In 1827, Harmanus Crysler built the Prospect Hotel. It was located along “the front“, which was a strip of hotels situated in the present site of Queen Victoria Park opposite the Table Rock. Other hotels located along “the front” included: the Museum Hotel, the Table Rock House, the Brunswick Hotel and the Prospect Hotel. These hotels were situated in a row between Robinson Street and the Table Rock. Because of their close proximity to each other and the Table Rock, they attracted unsavory characters including hucksters, thieves, prostitutes and carnival types.

In 1832, Captain Ogden Creighton purchased land from the Bender family. Creighton then laid out a series of streets and building lots for a village he would call “Clifton”. Creighton lived in a house at the Jolley Cut (present end of Robinson Street at Skylon Tower). Creighton did little to promote his village of Clifton before he died in 1850. Business tycoon, Samuel Zimmerman took over the endeavors of Creighton.

In 1833, Crysler began construction of the first Clifton House located on the current site of the Oakes Garden Theater (Clifton Hill and River Road).

In 1847, Saul Davis built the Prospect Hotel along “the front” (Queen Victoria Park).

By 1850, 60, 000 people visited the Falls of Niagara each year.

In 1853, the Canadian side of the Niagara Gorge housed a series of paltry curiosity shops.

In 1854, 10 acres of the Islands (Dufferin Islands) were given to Samuel Street. Street named the islands “Cynthia Islands”. He named the islands after one of his sisters.

In 1854, Saul Davis built his Table Rock House to the north of and adjoining Thomas Barnett’s Table Rock House. For a short while they competed for customers before Barnett sold out to Davis in 1877.

In 1855, the Government of Upper Canada took over all the properties along “the front” including the property of Saul Davis. Saul Davis moved to Niagara Falls, New York where he built a new hotel.

On June 19th 1856, the Village of Elgin and the Village of Clifton were amalgamated and became known as the “Town of Clifton”.

In 1857, Samuel Street obtained a lease from the government for Cedar Island (present site of the Canadian Niagara Power Company).

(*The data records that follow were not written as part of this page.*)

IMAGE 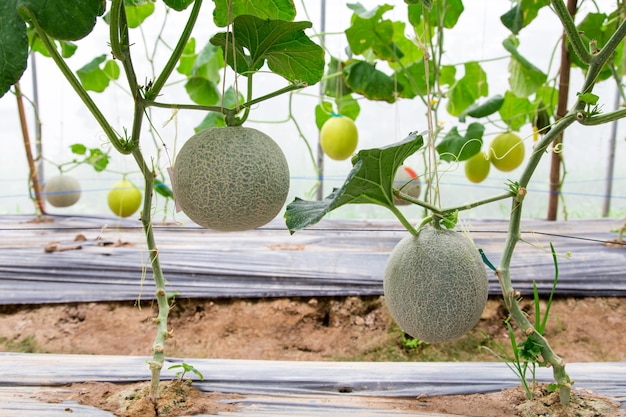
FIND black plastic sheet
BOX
[0,353,626,417]
[0,216,626,304]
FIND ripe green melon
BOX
[383,226,488,343]
[172,126,289,231]
[43,175,80,207]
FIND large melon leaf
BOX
[285,132,424,233]
[211,15,325,85]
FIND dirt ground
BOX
[0,297,626,417]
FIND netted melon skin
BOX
[383,226,489,343]
[43,175,81,207]
[172,127,289,231]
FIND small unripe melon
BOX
[393,165,422,206]
[383,226,489,343]
[172,126,289,231]
[43,175,80,207]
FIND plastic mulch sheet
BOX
[0,353,626,417]
[0,216,626,304]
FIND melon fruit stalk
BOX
[393,165,422,206]
[383,225,488,343]
[172,126,289,231]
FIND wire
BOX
[0,225,626,247]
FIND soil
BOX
[0,297,626,417]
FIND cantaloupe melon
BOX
[172,126,289,231]
[383,225,488,343]
[43,175,81,207]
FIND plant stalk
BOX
[132,148,172,401]
[18,5,129,154]
[15,82,46,217]
[110,0,172,396]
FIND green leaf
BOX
[500,91,534,131]
[163,0,193,12]
[322,56,352,97]
[190,43,224,83]
[568,13,624,81]
[26,28,78,58]
[447,62,489,116]
[345,4,404,61]
[0,0,28,97]
[176,38,198,75]
[70,143,87,155]
[408,0,464,33]
[343,60,403,103]
[85,148,109,172]
[126,1,154,28]
[502,36,548,97]
[185,76,220,106]
[437,123,485,162]
[76,55,120,93]
[211,15,325,85]
[500,3,524,35]
[194,112,226,133]
[396,59,435,98]
[578,93,600,104]
[213,0,296,27]
[17,0,106,41]
[152,178,174,199]
[389,21,424,70]
[285,132,424,233]
[459,94,504,123]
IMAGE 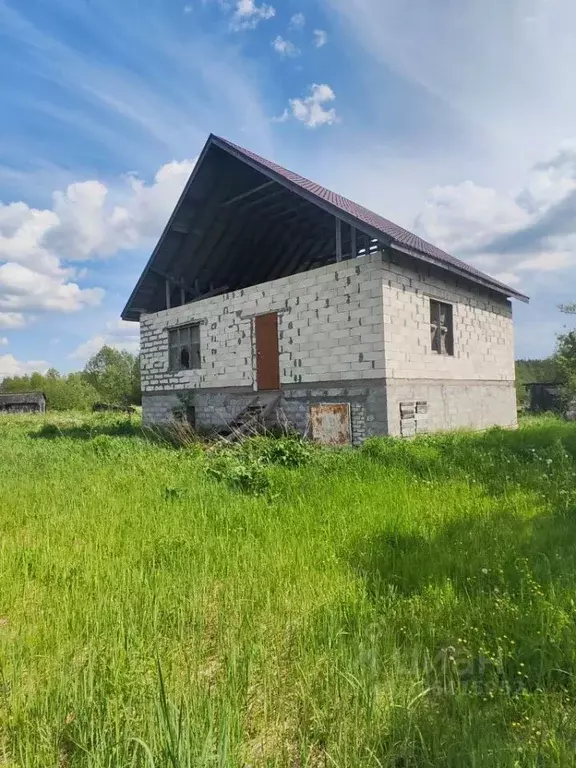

Street built a 50 foot tall wooden tourist observation tower called “Street’s Pagoda”. The tower was too far from the brink of the Falls to offer a good view and as a result did not earn much money.

Samuel Street formed the Niagara Falls & Chippawa Plank Road Company. A portion of a road from Cynthia Islands (Dufferin Islands) to Chippawa became a toll road.
The area around Street’s saw & grist mill became an area for other manufacturers. John Hardy built a tannery on Cedar Island.

In 1872, Samuel Street died. At the time of his death, Street was a Member of Parliament for Welland County.

When Sutherland Macklem inherited his Uncle Samuel Street’s estate, he opened Cynthia Islands to allow public access.

In 1881, by a special act of the Parliament of Canada, the name of the Town of Clifton was changed to “Town of Niagara Falls”.

On March 13th 1882, Drummondville became the “Village of Niagara Falls”.

In 1887, Cynthia Islands and Cedar Island were deeded back to the Government of Canada. The name of Cynthia Islands was changed to Dufferin Islands.

On January 1st 1904, the Town of Niagara Falls and the Village of Niagara Falls were amalgamated to form the “City of Niagara Falls”.

Hotels in the early 1900’s included the Elgin House (Bridge Street at River Road), the Rosli Hotel (Bridge Street at Cataract Street), the Windsor Hotel (Bridge Street), the Columbia Hotel (Bridge Street at Erie Avenue), the Suspension Bridge Hotel (became the Klondike Hotel – Bridge Street) and the Savoy Hotel located in the former Zimmerman Bank building (Bridge Street at Zimmerman Avenue).

In 1914, more than one million people per year were visitors to the Falls. Prohibition ended in Canada in 1926. Prohibition ended in USA in 1932. For six years, liquor smuggling became an enterprising yet illegal business.